Characterization of a life-cycle-stage-regulated membrane protein tyrosine phosphatase in Trypanosoma brucei

We report the first characterization of plasma-membrane-bound tyrosine phosphatase activity in the haemoprotozoan, Trypanosoma brucei. Several enzymic properties of the membrane fraction were identical to other protein tyrosine phosphatases (PTPases), such as (a) insensitivity to inhibitors of other protein phosphatases, including tetramisole, sodium tartrate and okadaic acid, (b) inhibition by sodium vanadate, and (c) activation by spermidine.

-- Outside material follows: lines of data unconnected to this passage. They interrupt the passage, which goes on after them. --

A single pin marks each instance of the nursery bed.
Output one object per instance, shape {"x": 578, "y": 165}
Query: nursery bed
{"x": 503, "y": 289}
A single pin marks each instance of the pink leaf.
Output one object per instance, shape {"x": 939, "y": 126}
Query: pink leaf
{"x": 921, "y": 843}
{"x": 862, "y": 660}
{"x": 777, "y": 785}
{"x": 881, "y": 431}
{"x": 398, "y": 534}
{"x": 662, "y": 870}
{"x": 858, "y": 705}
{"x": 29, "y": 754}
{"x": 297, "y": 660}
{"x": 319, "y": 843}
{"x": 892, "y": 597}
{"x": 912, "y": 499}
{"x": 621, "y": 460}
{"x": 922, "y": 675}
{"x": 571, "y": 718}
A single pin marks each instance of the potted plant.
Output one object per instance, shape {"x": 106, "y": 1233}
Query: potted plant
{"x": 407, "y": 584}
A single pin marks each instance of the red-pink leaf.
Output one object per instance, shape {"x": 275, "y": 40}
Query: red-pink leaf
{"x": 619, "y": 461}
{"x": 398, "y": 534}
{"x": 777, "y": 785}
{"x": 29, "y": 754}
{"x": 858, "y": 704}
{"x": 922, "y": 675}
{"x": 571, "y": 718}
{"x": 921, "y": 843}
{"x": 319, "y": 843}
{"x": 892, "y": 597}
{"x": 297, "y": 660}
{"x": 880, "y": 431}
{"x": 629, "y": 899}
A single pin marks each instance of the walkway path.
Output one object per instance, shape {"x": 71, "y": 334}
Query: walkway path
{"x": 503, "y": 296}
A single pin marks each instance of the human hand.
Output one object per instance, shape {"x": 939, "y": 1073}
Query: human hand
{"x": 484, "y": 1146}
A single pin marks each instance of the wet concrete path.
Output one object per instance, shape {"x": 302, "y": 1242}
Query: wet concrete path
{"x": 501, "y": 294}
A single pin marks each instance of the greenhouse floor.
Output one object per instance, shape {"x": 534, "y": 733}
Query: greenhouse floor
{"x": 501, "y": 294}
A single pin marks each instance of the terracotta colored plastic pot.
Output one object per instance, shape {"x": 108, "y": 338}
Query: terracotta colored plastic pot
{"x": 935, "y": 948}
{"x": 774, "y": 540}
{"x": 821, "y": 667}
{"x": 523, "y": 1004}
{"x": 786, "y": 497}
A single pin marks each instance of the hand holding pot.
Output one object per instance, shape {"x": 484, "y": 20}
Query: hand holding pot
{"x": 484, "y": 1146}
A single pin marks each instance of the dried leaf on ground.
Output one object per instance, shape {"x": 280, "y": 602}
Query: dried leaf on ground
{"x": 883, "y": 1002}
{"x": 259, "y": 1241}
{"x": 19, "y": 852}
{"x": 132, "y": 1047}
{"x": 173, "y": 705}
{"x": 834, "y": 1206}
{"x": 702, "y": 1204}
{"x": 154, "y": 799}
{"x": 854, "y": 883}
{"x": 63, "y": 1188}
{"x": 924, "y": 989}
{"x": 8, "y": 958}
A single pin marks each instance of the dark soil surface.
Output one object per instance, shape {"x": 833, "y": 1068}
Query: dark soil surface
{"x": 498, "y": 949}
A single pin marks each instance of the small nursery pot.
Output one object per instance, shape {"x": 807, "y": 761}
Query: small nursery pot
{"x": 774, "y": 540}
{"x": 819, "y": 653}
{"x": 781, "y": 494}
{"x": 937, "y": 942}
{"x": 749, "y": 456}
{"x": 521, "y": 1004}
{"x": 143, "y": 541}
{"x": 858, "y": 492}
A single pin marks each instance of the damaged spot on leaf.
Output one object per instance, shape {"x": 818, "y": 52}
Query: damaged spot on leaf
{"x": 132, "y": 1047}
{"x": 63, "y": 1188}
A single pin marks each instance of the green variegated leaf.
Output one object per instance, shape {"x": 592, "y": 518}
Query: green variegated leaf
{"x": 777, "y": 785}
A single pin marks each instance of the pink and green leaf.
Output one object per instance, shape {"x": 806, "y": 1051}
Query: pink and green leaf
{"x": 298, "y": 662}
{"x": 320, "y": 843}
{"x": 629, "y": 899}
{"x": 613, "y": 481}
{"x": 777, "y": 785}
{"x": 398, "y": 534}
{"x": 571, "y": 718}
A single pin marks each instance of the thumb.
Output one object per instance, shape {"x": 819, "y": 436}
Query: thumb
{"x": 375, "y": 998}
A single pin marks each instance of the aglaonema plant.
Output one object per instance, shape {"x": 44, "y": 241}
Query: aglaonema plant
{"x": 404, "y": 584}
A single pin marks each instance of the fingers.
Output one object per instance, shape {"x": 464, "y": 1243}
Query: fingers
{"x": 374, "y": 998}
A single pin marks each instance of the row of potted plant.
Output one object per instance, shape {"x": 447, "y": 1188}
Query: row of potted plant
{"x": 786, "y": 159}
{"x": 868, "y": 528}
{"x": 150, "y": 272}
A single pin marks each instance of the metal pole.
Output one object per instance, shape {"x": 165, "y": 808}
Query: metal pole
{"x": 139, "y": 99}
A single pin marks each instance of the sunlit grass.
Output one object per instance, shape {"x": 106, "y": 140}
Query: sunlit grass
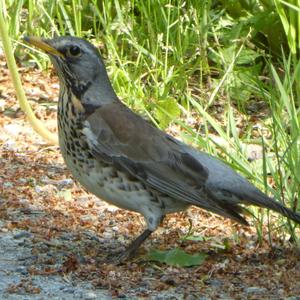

Additionally, T. brucei PTPase activity presented two novel features, an acidic pH optimum at pH 4.0-5.0 and a very low K-m value (2.5 nM) for the specific synthetic substrate, Tyr(P)Raytide. Higher K-m values of 170 nM for Tyr(P)-RCML (RCML, reduced, carboxamido-methylated and maleylated lysozyme) and of 3 mM for the non-specific inorganic substrate p-nitrophenyl phosphate, suggested that the PTPase activity of T. brucei was substrate specific. Reconstitution experiments on bloodstream-stage membrane proteins revealed that three polypeptides of 148, 115 and 72 kDa contained vanadate-inhibitable PTPase activity. Modulator assays revealed that the 72-kDa protein was responsible for the observed spermidine stimulation, but indicated that the modulator profile of the 148-kDa protein was most similar to the whole membrane fraction. Furthermore, the PTPase activity of T. brucei was life-cycle-stage regulated. Neither the whole membrane fraction nor the reconstituted proteins of the procyclic insect stage dephosphorylated tyrosine residues.